Preparing a Will requires careful thought on the part of the person or persons for whom the Will is being prepared but it also demands great care and skill by the lawyer who is preparing the Will.

With people generally now living much longer and being prone to deteriorating mental health careful consideration must be given to whether or not the person for whom the Will is being prepared has the required level of mental capacity to make a legally valid Will (referred to as testamentary capacity).

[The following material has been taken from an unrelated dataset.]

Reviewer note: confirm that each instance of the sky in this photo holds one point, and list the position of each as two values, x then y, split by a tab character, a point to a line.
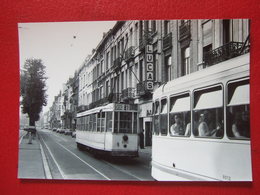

This is not only an increasingly important issue for lawyers, but it is also an equally important issue for accountants, financial planners, family doctors and other advisors.   

One must appreciate that the assessment of a person’s testamentary capacity is a legal test rather than a medical test. The opinion of a treating or reviewing medical practitioner is certainly relevant, but it is not determinative of itself.  An assessment of a person’s testamentary capacity may include obtaining an appropriate doctor’s opinion, but it very likely will also require evidence from other sources including people who know or have known the person concerned and who can inform the Court (if necessary) about  the day to day activities and responses of the person concerned.

Not infrequently, testamentary capacity can be a borderline issue. This may leave the person for whom a Will is being prepared or has been prepared vulnerable to those who may seek to exert influence over the Will maker and what they put into their Will.  Where the Court is called upon to determine a person’s testamentary capacity it will try and look at the full picture (sometimes with the benefit of hindsight) which often involves hearing from a wide range of witnesses.

For family members, as well as financial, medical or other advisors, this means making sure that at the time that the Will is executed there are comprehensive written records of the Will maker’s testamentary capacity – the Will maker should be engaged in conversation and if possible detailed written notes kept of responses to questions and the reactions to events that are happening around them at the time. It may also be valuable to take video of the person concerned at or about the time that they execute their Will to support the conclusion that they then have the necessary testamentary capacity.

These simple precautions can assist to prevent a Will later being declared invalid by the Court because the Court is not positively satisfied that the person making the Will had the required level of testamentary capacity.

The consequence of a Will being declared invalid by the Court can be significant and expensive. This may be especially so where there is a sizable Estate at hand and/or where there are potential vulnerable beneficiaries who may miss out on receiving a benefit from the Estate of the deceased.  The intended testamentary wishes of the person making the Will may be lost and their Estate distribute in a manner which is far less satisfactory and possibly even contrary to their expressed testamentary wishes.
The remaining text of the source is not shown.